"[...] many statistical results from scientific studies that showed great significance early in the analysis are less and less robust in later studies. For instance, a pharmaceutical company may release a new drug with great fanfare that showed extremely promising results in clinical trials, and then later, when numbers from its use in the general public trickle back, shows much smaller effects. Or a scientific observation of mate choice in swallows may first show a clear preference for symmetry, but as time passes and more species are examined or the same species is re-examined, the effect seems to fade.
This isn't surprising at all. It's what we expect, and there are many very good reasons for the shift.
Regression to the mean: As the number of data points increases, we expect the average values to regress to the true mean…and since often the initial work is done on the basis of promising early results, we expect more data to even out a fortuitously significant early outcome.
The file drawer effect: Results that are not significant are hard to publish, and end up stashed away in a cabinet. However, as a result becomes established, contrary results become more interesting and publishable.
Investigator bias: It's difficult to maintain scientific dispassion. We'd all love to see our hypotheses validated, so we tend to consciously or unconsciously select reseults that favor our views.
Commercial bias: Drug companies want to make money. They can make money off a placebo if there is some statistical support for it; there is certainly a bias towards exploiting statistical outliers for profit.

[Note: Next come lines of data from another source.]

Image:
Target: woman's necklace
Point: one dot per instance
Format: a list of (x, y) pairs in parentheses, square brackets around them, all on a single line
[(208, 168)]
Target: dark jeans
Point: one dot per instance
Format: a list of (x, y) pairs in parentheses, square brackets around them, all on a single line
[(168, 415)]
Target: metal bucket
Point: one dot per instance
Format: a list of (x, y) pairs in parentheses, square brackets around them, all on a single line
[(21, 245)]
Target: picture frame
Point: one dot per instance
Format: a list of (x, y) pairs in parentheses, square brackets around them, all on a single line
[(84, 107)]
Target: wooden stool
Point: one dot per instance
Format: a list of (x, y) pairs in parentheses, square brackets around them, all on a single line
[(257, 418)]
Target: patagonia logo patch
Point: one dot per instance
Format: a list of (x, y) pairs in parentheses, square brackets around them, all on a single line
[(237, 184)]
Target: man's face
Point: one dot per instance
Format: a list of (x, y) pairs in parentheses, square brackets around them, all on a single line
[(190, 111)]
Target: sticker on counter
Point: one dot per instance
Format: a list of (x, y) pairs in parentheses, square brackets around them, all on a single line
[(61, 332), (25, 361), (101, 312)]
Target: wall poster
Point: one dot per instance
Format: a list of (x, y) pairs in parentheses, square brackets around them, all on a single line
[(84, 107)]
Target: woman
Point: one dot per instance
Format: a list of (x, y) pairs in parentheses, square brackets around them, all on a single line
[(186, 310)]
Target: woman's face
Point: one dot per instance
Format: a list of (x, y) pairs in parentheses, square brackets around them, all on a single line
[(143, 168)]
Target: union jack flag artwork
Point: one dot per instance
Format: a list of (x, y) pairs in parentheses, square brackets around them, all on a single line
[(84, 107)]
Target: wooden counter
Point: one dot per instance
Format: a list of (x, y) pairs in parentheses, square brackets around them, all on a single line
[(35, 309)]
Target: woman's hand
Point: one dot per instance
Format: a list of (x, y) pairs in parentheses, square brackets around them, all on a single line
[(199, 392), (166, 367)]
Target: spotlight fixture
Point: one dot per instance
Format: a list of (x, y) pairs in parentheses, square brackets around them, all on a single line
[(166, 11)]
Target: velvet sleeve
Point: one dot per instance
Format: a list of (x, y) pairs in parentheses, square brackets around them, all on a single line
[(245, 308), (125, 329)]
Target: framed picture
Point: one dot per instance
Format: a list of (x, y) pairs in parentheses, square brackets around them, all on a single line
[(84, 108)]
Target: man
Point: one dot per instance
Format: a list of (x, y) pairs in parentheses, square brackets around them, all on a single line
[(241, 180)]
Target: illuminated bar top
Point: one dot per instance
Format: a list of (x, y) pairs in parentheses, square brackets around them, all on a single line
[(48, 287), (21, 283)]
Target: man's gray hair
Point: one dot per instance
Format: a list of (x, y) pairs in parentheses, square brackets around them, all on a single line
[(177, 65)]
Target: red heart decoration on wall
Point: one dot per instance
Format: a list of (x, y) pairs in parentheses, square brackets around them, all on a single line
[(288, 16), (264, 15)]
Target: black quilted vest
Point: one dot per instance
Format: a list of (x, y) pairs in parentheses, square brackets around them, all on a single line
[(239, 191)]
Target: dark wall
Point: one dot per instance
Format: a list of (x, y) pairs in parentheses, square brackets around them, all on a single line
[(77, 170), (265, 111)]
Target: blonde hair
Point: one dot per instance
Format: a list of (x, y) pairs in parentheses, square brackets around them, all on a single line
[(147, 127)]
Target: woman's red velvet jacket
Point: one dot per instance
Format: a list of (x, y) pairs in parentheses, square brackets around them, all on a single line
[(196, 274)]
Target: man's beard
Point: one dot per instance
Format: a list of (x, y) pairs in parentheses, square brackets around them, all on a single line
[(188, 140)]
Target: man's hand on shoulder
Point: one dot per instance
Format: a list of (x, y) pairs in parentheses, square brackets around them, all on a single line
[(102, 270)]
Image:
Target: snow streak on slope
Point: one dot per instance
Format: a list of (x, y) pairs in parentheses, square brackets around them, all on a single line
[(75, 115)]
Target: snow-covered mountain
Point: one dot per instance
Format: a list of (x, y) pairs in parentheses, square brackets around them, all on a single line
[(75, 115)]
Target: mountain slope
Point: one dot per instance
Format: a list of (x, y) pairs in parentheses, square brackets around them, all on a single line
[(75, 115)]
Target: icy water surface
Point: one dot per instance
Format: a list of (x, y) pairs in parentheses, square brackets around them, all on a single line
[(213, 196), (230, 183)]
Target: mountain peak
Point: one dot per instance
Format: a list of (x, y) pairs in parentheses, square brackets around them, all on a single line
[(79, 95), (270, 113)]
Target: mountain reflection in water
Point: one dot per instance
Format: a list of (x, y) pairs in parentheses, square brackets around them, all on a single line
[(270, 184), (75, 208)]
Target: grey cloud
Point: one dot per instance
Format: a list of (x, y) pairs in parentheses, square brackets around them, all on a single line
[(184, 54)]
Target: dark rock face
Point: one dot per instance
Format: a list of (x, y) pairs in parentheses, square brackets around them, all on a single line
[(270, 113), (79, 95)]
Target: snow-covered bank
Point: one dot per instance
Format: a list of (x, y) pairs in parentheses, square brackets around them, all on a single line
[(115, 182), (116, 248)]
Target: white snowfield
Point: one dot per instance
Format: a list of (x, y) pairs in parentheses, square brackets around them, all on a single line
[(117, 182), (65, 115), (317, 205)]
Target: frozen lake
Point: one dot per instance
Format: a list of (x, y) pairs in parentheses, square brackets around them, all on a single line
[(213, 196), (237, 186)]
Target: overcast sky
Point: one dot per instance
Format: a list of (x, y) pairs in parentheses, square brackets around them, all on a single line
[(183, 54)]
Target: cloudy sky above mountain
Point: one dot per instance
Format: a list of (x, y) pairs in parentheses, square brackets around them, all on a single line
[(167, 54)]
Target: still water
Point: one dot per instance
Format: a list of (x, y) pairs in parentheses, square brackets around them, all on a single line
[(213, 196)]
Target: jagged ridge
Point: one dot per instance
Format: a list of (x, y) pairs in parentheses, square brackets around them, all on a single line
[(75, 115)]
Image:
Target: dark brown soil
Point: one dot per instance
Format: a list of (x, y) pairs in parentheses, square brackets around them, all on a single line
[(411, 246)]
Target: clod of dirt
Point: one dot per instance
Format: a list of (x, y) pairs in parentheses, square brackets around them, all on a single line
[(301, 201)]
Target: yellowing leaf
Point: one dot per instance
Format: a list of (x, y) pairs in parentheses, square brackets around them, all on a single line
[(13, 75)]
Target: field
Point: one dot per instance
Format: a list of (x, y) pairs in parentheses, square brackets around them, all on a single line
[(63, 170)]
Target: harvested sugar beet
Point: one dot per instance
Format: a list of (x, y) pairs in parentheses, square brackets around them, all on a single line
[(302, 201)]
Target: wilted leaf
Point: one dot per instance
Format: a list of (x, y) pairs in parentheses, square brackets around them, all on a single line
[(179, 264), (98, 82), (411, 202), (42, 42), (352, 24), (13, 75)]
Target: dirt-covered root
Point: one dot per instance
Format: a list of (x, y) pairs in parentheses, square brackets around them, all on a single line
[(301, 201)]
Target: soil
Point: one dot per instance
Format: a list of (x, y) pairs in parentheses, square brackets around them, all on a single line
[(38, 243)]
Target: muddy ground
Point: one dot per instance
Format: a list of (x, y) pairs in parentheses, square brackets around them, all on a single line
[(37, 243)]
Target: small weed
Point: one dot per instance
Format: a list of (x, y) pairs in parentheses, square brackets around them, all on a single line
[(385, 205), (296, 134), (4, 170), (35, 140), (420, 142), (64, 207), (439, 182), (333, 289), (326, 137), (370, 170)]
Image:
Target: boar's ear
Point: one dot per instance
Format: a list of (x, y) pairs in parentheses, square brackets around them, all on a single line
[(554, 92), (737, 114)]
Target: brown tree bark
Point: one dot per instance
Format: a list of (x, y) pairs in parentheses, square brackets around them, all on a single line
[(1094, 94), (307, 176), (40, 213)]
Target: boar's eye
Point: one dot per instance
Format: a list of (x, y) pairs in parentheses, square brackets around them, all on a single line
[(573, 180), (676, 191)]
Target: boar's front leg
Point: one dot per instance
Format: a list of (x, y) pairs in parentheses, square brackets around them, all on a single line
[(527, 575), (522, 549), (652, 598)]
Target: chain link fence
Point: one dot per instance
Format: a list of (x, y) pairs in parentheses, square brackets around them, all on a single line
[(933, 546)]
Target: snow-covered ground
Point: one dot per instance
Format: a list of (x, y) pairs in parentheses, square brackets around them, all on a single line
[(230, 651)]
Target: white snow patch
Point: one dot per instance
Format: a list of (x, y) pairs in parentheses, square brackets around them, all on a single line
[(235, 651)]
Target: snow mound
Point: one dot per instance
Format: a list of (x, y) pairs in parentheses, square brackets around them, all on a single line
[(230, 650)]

Population variance: Success in a well-defined subset of the population may lead to a bit of creep: if the drug helps this group with well-defined symptoms, maybe we should try it on this other group with marginal symptoms. And it doesn't…but those numbers will still be used in estimating its overall efficacy.
Simple chance: This is a hard one to get across to people, I've found. But if something is significant at the p=0.05 level, that still means that 1 in 20 experiments with a completely useless drug will still exhibit a significant effect.
Statistical fishing: I hate this one, and I see it all the time. The planned experiment revealed no significant results, so the data is pored over and any significant correlation is seized upon and published as if it was intended. See previous explanation. If the data set is complex enough, you'll always find a correlation somewhere, purely by chance.
[...] Yes, science is hard. Especially when you are dealing with extremely complex phenomena with multiple variables, it can be extremely difficult to demonstrate the validity of a hypothesis (I detest the word "prove" in science, which we don't do, and we know it; Lehrer should, too). What the decline effect demonstrates, when it occurs, is that just maybe the original hypothesis was wrong." P.Z.Myers, Science is not Dead, blog Pharyngula.